Since even Itachi believes in Naruto, this is better:


----------



## 24 Hours (Aug 24, 2011)

I thought Naru is going for Madara, what is he doing in the kage battle field?


----------



## Addy (Aug 24, 2011)

cbark42 said:


> wasnt it minato that filled naruto's head with all that nonsense in the first place?



yes and no. minato is a part of the problem not the only problem


----------



## Jak N Blak (Aug 24, 2011)

I want Nagato back!!!!!!!!!!!!!!!!!!!!!!!!!!!!!!!!!!!!!!!!!!!!!!!!!!!!!!!!!!!!!!!!!!!!!!!!!!!!!!!!!!!!!!!!!!


----------



## AoshiKun (Aug 24, 2011)

Matrix XZ said:


> So if Naruto let all the power go to his head and thinking he do things himself he will one day become like Madara. I wouldn't be surprised if Naruto becomes like Anakin thinking that he will have power to protect everyone.


He thinks he is the saviour after all.


----------



## dungsi27 (Aug 24, 2011)

Divinstrosity said:


> You would think that the talk Naruto just got would have been given by Minato.



So sad!!!

Itachi is filling Minatos place and doing whats supposed to be his duty.


----------



## Davy Jones (Aug 24, 2011)

overwhelming techniques IT'S OUT


----------



## Goobtachi (Aug 24, 2011)

overwhelming techniques


----------



## mayumi (Aug 24, 2011)

personally wouldn't mind seeing naruto be like madara at all. heck madara is actually naruto from future in parallel universe with black hair 

minato is died. how can he teach naruto? some people just love fapping.


----------



## Kuromaku (Aug 24, 2011)

Does anyone else get a Liam Neeson vibe whenever Itachi appears or is it just me?


----------



## SaiST (Aug 24, 2011)

Gunners said:


> So when Itachi deals with Kabuto I guess he will disappear as the Jutsu will be undone? Nice way for him to go out.

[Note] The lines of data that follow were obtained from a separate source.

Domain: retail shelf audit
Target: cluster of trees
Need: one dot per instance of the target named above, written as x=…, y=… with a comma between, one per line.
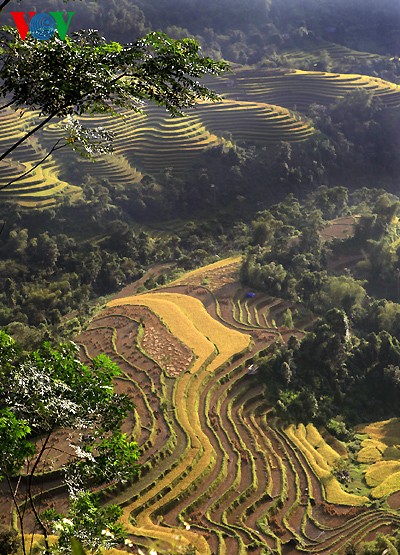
x=254, y=34
x=52, y=269
x=348, y=367
x=42, y=393
x=333, y=375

Nah. The technique doesn't end even if you kill the one who cast it. So Itachi basically has an immortal body and free reign to do whatever he wants for the time being.


----------



## Sarry (Aug 24, 2011)

Hmm, wait I don't understand what Bee said here:
To Be a Hokage...
"In the end you weren't just strong"

Who was he saying it to? And what did it exactly mean??


----------



## Masato (Aug 24, 2011)

Final Jutsu said:


> :rofl  @ Itachi amaterasuing that crow @ point blank. shit just got real.. It trusted him



I know, damn Itachi. But to be fair it was the right choice. Who is the only one with Hashirama cells? Madara. Who is the bad guy? Madara. who is the one man who has always tried to get it? Madara.

Basically, Itachi might have saved the world with that one Amaterasu.

Anyway, Epic Itachi is epic. I love how he shut Naruto up and proceeded to lecture him. 

We need more of that shit. 

Also lol at 2nd Mizukage, that guy is hilarious. Hopefully he won't get defeated anytime soon.


----------



## Grimmjowsensei (Aug 24, 2011)

Nikushimi said:


> FUCK man, Itachi just one-panelled Naruto's messiah complex too.



HAHAHAAHAH

Shit...

Not only Itachi trumped one of the most hyped Jutsu in the entire manga(CT), he also trumped the biggest TNJ'er as well, in his own fucking game.

All hail the King.


----------



## Sennin of Hardwork (Aug 24, 2011)

Just when I finished reading the spoilers, the chapter is released. Awesome. 

Kudos to Itachi for saying what was needed to be said to Naruto, he had to hear the truth sooner or later.

I am pretty sure the Naruto that is attacking Muu is a Kage Bunshin.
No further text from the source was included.